The O’s could really use depth just about anywhere. Many spots on the team are one broken bone away from a very bad time. If one of their starting pitchers gets hurt, we’re going to get the wrong amount of Mike Wright. An injury that forces Adam Jones to the disabled list means center field is in Joey Rickard’s hands and a corner outfield spot may get Mark Trumbo regularly instead of just against lefties.

Some names worth thinking about among those who are left:

C.J. Wilson

The Orioles were so obsessed with the idea of getting a lefty into the rotation last year that they thought it was a good idea to trade for Wade Miley, who was carrying a 5 ERA in Seattle, for crying out loud.

Sure, Miley’s still kicking around this year at a cost of $8.75 million, and Wilson hasn’t pitched since 2015 has had both elbow surgery and shoulder surgery in the last two years. That is what makes Wilson the ideal candidate to sign to a minor league deal to give him a chance to show what, if anything, he has left in the tank at age 36.

At some point this year, the O’s will need a better sixth starter than Tyler Wilson or T.J. McFarland. C.J. Wilson has been so hurt that it’s probably not him, but it’s worth a shot.

Jered Weaver

Speaking of guys who probably aren’t the answer... Weaver has essentially pitched his only good games in the last three years against the hacktastic Orioles lineup that can’t handle his slop. The preceding sentence was not intended as a factual statement.

Seriously though, Weaver averaged 83mph on his fastball last year. No wonder he pitched to a 5 ERA. Stick a fork in him, he’s done. On the other hand, a couple of weeks ago, FanRag’s Jon Heyman reported that the Padres had offered a deal of more than $1.75 million to Weaver, surely a more enticing option than hanging around in Norfolk, imparting wisdom to Joe Gunkel and Chris Lee.

Colby Lewis

It’s been quite a trip for the 37-year-old Lewis, whose career has taken him from Texas to Japan and back again. He tossed over 200 innings as recently as 2015, although that came along with a disagreeable 4.66 ERA.

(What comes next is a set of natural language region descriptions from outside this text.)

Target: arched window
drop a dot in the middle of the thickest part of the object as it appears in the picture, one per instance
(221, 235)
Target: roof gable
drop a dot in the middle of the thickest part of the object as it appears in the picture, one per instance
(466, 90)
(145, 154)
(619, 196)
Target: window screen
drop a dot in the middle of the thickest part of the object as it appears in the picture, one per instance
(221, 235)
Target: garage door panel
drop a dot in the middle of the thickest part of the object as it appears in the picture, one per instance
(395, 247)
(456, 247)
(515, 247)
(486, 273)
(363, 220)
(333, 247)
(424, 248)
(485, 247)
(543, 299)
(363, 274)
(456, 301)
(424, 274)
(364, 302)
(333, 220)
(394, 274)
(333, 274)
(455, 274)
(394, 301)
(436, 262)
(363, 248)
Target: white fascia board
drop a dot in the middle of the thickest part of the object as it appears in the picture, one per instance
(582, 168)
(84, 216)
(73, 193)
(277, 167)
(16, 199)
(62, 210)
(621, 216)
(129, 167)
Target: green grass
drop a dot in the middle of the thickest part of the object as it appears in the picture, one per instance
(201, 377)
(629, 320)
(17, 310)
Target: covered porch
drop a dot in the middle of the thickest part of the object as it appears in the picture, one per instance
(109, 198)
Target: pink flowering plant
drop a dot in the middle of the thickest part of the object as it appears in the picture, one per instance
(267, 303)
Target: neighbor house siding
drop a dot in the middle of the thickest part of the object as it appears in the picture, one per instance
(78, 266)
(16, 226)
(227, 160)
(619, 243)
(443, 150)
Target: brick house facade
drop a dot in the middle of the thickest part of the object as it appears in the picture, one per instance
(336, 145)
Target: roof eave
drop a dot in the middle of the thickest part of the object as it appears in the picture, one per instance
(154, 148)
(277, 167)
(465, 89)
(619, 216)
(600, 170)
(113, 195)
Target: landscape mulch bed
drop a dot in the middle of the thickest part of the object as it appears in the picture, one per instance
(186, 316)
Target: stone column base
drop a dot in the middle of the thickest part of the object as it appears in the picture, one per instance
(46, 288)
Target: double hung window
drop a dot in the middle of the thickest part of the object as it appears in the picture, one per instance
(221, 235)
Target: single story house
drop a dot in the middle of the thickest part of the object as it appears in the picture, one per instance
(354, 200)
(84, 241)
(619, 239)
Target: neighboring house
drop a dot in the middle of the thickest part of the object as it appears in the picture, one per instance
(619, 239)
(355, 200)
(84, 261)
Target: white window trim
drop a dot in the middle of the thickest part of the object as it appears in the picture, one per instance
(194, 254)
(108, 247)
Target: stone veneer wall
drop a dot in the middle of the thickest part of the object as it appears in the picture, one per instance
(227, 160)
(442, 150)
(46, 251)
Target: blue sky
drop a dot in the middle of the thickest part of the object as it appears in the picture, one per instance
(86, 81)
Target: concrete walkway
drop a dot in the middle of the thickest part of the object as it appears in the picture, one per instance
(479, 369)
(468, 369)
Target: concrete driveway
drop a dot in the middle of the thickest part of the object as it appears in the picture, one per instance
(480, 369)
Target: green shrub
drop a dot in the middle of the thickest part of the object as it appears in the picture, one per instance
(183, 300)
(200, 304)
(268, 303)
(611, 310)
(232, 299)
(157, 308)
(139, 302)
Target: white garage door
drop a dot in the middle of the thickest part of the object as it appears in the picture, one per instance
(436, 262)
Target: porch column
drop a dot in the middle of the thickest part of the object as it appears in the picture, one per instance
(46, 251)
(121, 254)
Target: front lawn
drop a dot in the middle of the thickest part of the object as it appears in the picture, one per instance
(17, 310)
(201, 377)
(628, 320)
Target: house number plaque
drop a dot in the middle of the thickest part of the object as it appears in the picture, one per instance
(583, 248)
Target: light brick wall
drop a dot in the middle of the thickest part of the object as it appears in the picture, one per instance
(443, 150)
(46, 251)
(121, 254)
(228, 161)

Last season, in 19 starts, Lewis pitched to a 3.71 ERA. However, he missed two months of the season with a strained lat muscle, and also gave up 19 home runs in only 119.1 innings pitched.

A month ago, Jeff Wilson of the Fort Worth Star-Telegram reported that a reunion between Lewis and the Rangers was unlikely, with the Rangers not wanting to offer more than a minor league deal. Doesn’t sound like a guy who’s looking for Norfolk bus rides either, but it’s February 6 now and that might be what he has to take. He can have a June opt-out or something. The Orioles will probably need him, or someone like him, before then.

Billy Butler

This would be a terrible idea, since the Orioles already have Chris Davis and Mark Trumbo around, but that was true last year too and it didn’t stop them from signing Pedro Alvarez. I’d rather see Trey Mancini get a shot than an MLB signing for Butler; burying Mancini behind Butler would have been a very Andy MacPhail kind of move.

For a guy to stick in Norfolk, though, why not? He’s almost certainly a better option for injury insurance than Christian Walker, even if Butler is four years removed from a successful full season. If he ever came to Baltimore, he’d probably have an easier time hitting here than he just did in three years in Oakland.

Would Butler want to slum around in Norfolk? Well, teams aren’t exactly breaking down the door for him, so, maybe. There are no bad minor league signings.


It’s never a very likely proposition to sign a big difference-maker this late in an offseason. That’s even more true in a year where there are no remaining qualifying offer free agents still lingering on the vine. But there are more than a few players who, if everything breaks right for them, could contribute to the Orioles. Hopefully, they’ll find a way to stash a few of those players in Norfolk, just in case.